Her own struggles with pregnancy and her OB rotation in school made it clear she wouldn’t be going down that path.
But that final fourth semester of critical care she spent at Integris Southwest Medical Center put everything into focus.
“Part of it is that Southwest is a smaller hospital and it has more of a family feel to it,” she said. “You get to know people from every floor and know all the doctors.”
“And because they’re part of a larger network their benefits are really good.”
So she accepted a position in the hospital’s extern program.
Twelve weeks of orientation and six months of residency await her when she graduates.
“I think the thing I’m most nervous about in critical care is I have somebody’s life in my hands,” she said. “It will be up to my judgement and my assessments as to what I do or what the doctor does.

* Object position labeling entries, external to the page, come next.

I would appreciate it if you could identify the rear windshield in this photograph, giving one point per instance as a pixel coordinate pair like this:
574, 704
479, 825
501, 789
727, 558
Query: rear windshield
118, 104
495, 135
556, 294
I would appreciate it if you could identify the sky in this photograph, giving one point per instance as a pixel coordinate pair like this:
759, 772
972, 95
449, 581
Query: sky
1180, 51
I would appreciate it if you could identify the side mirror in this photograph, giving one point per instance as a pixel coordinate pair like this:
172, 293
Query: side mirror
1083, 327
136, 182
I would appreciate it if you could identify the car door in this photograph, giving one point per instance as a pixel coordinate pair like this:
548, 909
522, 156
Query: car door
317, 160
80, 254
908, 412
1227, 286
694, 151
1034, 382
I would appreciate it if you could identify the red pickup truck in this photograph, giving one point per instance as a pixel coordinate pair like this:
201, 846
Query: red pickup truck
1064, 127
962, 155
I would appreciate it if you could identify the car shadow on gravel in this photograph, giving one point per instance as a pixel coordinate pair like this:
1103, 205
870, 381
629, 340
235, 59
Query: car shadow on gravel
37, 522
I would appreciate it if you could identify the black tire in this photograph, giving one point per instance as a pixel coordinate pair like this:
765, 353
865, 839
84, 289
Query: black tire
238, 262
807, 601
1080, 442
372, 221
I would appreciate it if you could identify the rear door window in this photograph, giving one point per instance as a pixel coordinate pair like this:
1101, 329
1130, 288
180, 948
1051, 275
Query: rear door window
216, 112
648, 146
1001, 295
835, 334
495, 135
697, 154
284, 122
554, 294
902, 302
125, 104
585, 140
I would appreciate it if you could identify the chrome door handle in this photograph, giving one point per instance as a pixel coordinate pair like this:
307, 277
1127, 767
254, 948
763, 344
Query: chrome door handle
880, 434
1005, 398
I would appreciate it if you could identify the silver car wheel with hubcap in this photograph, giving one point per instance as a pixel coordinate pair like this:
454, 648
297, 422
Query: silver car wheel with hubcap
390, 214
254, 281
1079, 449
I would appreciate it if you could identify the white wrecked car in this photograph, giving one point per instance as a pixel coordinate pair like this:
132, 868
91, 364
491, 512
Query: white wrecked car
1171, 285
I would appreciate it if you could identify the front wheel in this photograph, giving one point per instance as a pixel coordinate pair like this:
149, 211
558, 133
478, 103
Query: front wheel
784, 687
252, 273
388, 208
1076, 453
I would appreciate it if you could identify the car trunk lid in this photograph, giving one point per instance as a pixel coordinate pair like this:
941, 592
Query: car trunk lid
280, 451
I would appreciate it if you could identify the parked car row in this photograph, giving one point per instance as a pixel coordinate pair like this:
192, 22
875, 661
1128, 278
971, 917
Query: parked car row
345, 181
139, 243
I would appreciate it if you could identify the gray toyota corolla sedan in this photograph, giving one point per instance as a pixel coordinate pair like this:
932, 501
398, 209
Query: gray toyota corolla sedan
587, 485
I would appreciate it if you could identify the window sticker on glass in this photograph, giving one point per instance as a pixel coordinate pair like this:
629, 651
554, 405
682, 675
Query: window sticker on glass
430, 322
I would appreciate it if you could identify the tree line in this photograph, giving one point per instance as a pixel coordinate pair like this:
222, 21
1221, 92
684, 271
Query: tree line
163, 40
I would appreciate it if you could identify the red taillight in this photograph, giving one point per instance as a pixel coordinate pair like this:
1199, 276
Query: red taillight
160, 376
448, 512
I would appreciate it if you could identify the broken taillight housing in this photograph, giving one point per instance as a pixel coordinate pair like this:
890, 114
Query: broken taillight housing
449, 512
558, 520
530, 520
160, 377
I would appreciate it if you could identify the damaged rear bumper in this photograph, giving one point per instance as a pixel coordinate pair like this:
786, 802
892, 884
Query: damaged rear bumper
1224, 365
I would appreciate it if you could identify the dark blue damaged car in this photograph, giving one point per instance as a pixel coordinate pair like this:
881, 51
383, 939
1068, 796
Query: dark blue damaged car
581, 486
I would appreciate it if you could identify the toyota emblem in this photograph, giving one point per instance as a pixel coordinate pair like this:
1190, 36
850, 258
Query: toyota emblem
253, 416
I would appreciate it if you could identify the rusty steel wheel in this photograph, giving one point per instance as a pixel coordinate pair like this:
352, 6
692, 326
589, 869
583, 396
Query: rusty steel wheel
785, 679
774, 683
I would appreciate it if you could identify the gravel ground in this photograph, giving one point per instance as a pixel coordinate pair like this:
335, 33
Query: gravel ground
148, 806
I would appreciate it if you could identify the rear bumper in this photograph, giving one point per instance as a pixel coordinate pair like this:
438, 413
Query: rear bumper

That’s a lot of responsibility. That’s somebody’s wife or husband. I’ve been prepared well but it’s a huge responsibility.”
But she’s already accomplished so much.
“Nursing school is incredibly tough,” Rockwell said. “You have to have a support system. Luckily my husband is amazing and he takes a lot of the slack. My mother and my mother-in-law watch my kids when I work and when I need to study. If I didn’t have a support system …”

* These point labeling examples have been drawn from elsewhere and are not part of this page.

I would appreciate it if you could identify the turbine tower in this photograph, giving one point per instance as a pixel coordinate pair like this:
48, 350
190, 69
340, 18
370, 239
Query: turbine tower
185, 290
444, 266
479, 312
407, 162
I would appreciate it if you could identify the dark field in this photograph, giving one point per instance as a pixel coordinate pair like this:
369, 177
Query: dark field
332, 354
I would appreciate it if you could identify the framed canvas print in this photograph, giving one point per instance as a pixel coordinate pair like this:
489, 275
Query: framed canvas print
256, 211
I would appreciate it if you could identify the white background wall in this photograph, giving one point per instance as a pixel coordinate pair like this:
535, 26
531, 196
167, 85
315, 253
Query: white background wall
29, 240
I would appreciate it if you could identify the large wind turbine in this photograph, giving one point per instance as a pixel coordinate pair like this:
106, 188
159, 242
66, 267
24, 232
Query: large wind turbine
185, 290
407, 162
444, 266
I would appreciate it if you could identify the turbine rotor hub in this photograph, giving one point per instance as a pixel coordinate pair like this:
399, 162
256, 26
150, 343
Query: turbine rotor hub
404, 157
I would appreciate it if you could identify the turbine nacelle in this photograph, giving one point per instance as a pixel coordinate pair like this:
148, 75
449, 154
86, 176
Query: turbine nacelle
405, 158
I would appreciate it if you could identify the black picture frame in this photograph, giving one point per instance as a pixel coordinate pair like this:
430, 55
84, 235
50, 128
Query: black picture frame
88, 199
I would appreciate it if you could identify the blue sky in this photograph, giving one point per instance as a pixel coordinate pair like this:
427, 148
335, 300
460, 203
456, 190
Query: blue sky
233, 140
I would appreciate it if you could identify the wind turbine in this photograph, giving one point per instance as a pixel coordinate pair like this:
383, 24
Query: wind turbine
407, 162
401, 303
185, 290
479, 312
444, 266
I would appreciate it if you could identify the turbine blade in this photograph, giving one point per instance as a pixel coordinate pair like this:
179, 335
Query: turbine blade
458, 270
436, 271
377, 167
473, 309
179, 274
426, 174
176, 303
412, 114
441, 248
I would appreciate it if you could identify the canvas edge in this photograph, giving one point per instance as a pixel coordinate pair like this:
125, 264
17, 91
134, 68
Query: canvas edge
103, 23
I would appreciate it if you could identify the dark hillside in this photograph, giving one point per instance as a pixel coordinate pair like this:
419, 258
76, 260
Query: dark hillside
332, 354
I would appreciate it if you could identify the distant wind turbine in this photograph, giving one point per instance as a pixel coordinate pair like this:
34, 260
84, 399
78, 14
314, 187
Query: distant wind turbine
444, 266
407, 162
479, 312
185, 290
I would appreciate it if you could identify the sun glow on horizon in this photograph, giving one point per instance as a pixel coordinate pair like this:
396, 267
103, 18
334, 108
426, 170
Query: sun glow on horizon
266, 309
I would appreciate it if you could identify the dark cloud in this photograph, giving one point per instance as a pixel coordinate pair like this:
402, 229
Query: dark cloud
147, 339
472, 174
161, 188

The fact that she started nursing school when her son was eight months old was hard, too.
“I missed first steps and first words,” she said. “My daughter is five now and she’s starting to learn what it takes to work hard and do something.”
She ranks nursing school among the hardest things she’s ever done – especially harder than her undergrad degree.
“Maybe it was because I had kids,” she laughed. “But the material and the load is harder. That’s OK. You want it to be hard for your nurses and make sure they’re smart and capable.”
“The tests are ridiculously hard. The critical thinking they want you to get into for the test.”
“It’s not fact-based. You know the facts, now apply the facts. The application of the knowledge was really tough.”
And she’s excited about a summer with her kids.
And as far as advice for those heading into nursing school?
“I would say make sure you have your priorities straight,” she said. “Know that nursing school should take priority. You’re going to have to miss some things and that’s OK. And don’t give up. Keep pushing.”